Logging in for the first time

To log in on the main node run

     ssh -Y octopus

or perhaps

     ssh -Y octopus.theophys.kth.se

You can also log in to one of the other nodes t2, t3, or t4.

Changing password

If you want to change your password, run

    passwd

You need to do it manually for each node. Make sure to use the same password on every node, or else…

Generate SSH keys

Run

    ssh-keygen

Accept the default and leave the passphrase empty for simplicity. Copy your newly created key to .ssh/authorized_keys:

    cp .ssh/id_rsa.pub .ssh/authorized_keys

This will enable you to log in to the other nodes of the cluster without being prompted for a password.

Filesystem

The cluster runs a parallel filesystem called GlusterFS, which lets you access your home directory (/home/user) on each node.
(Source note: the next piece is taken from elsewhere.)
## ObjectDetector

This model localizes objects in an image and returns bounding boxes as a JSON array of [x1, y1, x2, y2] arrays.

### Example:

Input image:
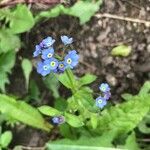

There is also local storage on each node under /scratch. Please create your own directory in /scratch/your_username and put your files there if you want to use it.

Submit a job

The computer uses as queueing system called “gridengine”.

Write a script which starts the job. For example, put the following in a file named start-job:

    #!/bin/sh

    ./my_program arg1 arg2 > my_results

Submit the job:

    qsub start-job

Submit 12 jobs:

    qsub -t 1-12 start-job

To submit a job to one particular node, e.g., t3

    qsub -q all.q@t3 start-job

For more info see man qsub. To get info about queued and running jobs:

    qstat -f

Running MPI jobs

First compile your program with mpicc, mpic++, etc.

In order to submit a MPI job you first create a script (jobscript.sh for example) containing the following:

    #!/bin/sh
    mpirun /pathToExecutable arg1 arg2 ...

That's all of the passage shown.